The second aim for the CRT conversation is the privatization of our school system and the destruction of teacher’s unions. The same candidates who are running on the “curriculum transparency” issue often run on the “school choice” and “anti-teachers union” issues. Those candidates are typically funded or otherwise supported by organizations who have been attempting to undermine the public school system for decades, like the Heritage Foundation and the Manhattan Institute. They are often behind public school defunding efforts, redistricting and the desire for a return to “neighborhood schools”, and vouchers for private and expanded deregulation of charter schools. If you think the public school system is a business now, just wait until it is literally run by CEOs.

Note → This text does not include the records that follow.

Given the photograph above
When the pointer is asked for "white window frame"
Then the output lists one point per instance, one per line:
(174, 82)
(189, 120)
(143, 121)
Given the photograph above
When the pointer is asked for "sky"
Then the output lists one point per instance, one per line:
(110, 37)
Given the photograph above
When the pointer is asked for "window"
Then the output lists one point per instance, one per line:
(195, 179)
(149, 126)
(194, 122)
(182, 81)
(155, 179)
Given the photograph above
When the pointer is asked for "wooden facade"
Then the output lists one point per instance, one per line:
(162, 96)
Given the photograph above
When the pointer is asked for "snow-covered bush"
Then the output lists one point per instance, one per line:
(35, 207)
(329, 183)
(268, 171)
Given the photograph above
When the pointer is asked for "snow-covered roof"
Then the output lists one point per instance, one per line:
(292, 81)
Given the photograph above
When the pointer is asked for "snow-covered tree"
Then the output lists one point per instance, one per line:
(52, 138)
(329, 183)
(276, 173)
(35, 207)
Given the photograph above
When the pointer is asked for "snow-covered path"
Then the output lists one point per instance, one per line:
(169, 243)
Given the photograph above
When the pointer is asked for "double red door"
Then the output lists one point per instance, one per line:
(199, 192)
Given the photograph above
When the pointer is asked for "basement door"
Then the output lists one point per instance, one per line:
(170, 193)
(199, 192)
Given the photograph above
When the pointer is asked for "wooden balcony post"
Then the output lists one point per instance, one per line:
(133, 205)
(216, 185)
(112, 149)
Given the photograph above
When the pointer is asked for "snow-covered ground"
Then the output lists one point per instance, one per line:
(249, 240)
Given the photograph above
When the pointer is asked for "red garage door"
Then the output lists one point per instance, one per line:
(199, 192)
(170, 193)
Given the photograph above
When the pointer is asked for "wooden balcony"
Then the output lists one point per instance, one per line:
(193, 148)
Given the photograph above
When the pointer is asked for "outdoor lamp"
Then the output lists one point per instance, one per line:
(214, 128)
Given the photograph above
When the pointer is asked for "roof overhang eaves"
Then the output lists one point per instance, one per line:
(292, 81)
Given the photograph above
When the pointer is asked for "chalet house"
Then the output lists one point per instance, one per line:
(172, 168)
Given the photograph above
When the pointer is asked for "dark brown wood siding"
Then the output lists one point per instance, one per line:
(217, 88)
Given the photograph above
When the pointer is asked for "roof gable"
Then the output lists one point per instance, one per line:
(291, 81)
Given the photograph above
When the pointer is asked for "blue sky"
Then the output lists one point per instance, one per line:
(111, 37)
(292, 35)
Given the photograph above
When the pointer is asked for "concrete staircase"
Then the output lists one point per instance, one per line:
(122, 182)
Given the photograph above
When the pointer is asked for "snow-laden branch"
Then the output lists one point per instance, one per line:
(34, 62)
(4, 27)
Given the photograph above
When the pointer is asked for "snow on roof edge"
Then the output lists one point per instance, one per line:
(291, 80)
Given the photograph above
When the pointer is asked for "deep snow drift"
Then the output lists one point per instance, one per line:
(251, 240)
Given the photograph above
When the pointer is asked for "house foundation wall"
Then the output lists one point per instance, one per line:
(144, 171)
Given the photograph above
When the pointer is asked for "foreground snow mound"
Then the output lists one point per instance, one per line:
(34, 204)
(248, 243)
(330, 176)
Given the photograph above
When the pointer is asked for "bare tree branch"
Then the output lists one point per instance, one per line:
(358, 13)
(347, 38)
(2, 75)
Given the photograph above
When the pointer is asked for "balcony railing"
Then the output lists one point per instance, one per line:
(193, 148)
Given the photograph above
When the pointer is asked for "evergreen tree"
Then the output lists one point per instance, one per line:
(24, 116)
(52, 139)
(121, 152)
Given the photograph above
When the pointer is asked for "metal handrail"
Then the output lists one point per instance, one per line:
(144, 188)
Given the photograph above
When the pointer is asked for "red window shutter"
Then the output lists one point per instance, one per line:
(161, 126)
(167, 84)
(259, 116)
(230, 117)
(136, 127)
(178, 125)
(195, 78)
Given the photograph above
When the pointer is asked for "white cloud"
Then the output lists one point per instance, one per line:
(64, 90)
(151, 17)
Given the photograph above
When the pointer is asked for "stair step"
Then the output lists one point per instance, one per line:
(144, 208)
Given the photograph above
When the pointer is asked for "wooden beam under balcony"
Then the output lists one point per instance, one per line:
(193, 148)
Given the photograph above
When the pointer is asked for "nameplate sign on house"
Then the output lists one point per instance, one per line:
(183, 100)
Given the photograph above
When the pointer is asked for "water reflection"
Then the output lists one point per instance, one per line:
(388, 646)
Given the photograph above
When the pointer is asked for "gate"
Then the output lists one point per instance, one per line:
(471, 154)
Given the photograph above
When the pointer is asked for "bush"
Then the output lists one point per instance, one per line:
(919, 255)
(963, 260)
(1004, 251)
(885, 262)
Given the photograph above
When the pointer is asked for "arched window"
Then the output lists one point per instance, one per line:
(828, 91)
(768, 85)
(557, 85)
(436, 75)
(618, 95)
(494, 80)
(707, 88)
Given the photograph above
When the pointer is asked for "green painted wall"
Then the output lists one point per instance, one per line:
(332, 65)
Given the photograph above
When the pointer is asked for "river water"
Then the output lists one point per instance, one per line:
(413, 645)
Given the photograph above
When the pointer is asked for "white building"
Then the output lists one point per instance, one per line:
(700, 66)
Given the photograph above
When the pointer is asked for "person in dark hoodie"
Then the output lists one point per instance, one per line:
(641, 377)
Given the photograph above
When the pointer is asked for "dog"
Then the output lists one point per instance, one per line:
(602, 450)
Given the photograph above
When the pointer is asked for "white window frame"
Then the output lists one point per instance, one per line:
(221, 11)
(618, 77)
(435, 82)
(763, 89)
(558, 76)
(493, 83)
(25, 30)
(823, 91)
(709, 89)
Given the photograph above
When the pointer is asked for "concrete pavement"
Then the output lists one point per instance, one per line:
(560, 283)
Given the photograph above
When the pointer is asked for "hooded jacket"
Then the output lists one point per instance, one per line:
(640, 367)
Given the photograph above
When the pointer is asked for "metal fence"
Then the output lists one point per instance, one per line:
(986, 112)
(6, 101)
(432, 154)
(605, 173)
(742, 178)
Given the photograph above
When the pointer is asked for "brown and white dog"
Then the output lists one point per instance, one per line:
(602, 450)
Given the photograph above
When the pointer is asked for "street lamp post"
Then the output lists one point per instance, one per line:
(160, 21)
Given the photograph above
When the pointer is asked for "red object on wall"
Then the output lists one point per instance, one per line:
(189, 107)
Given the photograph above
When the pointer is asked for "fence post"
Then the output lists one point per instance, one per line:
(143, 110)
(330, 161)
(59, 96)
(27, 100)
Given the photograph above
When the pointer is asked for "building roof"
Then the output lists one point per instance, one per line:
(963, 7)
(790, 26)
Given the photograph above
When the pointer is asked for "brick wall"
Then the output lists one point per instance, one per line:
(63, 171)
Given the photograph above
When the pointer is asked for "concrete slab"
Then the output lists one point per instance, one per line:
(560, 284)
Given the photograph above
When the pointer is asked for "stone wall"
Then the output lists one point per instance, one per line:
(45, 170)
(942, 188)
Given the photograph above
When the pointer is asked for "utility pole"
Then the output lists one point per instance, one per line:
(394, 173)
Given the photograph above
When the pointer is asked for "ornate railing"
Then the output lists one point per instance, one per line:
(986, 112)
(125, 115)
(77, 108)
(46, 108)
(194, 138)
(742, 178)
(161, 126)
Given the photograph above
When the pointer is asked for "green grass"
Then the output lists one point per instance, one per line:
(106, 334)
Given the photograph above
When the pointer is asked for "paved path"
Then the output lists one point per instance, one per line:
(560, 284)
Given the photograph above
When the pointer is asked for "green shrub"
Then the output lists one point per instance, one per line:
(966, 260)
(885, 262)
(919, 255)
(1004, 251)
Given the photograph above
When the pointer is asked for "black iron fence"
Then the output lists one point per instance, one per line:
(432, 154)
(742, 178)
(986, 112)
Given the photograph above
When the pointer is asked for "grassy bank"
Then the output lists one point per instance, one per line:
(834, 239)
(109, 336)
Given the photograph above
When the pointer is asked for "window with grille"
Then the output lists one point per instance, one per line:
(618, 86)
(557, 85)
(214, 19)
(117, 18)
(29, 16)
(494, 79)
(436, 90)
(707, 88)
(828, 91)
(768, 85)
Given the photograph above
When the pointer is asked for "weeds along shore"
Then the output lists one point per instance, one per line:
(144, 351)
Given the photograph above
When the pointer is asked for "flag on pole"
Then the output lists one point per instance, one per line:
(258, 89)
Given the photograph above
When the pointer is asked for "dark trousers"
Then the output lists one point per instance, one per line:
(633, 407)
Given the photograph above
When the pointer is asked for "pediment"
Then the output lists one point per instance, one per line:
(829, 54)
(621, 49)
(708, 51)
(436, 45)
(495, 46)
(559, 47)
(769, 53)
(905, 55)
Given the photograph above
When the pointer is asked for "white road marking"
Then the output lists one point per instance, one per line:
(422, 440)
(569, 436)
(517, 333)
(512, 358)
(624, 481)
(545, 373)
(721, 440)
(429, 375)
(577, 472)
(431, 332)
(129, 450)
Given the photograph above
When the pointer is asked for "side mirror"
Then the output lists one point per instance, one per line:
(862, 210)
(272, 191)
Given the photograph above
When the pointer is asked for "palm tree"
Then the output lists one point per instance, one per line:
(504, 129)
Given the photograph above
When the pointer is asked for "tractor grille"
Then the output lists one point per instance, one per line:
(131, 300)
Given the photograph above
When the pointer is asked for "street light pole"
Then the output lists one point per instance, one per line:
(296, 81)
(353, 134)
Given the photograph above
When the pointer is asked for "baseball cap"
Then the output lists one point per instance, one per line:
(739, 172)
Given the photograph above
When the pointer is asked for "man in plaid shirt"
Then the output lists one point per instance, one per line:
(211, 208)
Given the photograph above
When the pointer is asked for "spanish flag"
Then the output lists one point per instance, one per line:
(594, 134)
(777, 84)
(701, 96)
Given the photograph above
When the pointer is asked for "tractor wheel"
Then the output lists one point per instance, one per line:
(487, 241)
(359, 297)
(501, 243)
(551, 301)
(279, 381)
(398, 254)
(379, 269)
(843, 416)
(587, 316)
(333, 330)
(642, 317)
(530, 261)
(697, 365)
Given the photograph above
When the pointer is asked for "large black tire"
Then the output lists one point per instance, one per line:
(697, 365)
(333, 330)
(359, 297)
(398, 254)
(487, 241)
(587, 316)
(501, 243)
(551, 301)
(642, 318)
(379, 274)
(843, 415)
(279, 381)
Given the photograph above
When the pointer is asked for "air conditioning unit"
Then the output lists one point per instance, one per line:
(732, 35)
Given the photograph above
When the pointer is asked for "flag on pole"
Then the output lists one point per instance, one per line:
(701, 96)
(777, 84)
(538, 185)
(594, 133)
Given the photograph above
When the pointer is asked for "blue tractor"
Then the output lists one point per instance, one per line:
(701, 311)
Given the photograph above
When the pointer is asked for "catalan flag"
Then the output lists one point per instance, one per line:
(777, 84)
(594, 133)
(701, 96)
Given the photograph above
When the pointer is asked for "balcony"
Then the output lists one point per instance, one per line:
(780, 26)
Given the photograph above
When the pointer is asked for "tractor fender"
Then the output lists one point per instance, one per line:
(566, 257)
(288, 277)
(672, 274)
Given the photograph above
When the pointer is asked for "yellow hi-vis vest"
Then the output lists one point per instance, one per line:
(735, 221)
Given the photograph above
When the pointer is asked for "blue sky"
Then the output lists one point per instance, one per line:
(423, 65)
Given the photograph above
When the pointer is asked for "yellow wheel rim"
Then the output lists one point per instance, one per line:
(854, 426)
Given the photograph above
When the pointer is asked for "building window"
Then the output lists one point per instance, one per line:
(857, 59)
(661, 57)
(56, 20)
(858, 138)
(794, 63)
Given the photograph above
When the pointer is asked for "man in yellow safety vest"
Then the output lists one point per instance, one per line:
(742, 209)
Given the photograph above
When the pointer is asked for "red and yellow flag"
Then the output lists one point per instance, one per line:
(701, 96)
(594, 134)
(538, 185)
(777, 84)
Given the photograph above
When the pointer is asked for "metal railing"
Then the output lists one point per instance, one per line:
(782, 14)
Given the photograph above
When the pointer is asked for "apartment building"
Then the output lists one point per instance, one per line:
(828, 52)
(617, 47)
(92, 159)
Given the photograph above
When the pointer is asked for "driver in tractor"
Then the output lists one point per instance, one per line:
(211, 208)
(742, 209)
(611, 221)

The bottom line is this: while the target appears to be liberals or progressives or even Black academics, I believe that is only a smokescreen. The true target for the ridiculous yet powerful lies of the far-right are our children. It is psychological warfare against their identity and self-image. It is an attempt to sabotage their success and weaken their intellect through frustration and despair. It’s one more turn of the knife in the back of the next generation.
The solution, as Baldwin articulated in his essay “A Talk to Teachers”, is clear—it’s time to go for broke. It’s time to resist the unjust laws that are stacking up against us and walk in civil disobedience. If you are a caregiver, it is time to support those teachers and administrators who will teach the truth regardless of the consequences. Those in academia need to join with parents and teachers to offer them resources and to present strength in numbers at local school board and city council meetings. Those in the news media must take back the narrative from the loud yet ignorant far-right agitators by refusing to print direct quotes from politicians when they are also flat out lies. Instead, center the voices of Black and brown students, of Black and brown teachers, and of academics and experts in race relations and CRT to speak to issues, instead of people auditioning for Fox and Friends.
It’s time for anyone in the community who understands that “those who do not learn from history are bound to repeat it”, must petition their civil servants, stand with and support teachers who are doing the right thing, and support the students who are caught in the crossfire of this senseless, selfish war of words. Why? Because, whatever anyone else says, our children, our ancestors, our history, and our stories are not a problem. White supremacy is, and will always be, the problem. And, come what may, we will be a part of dismantling it.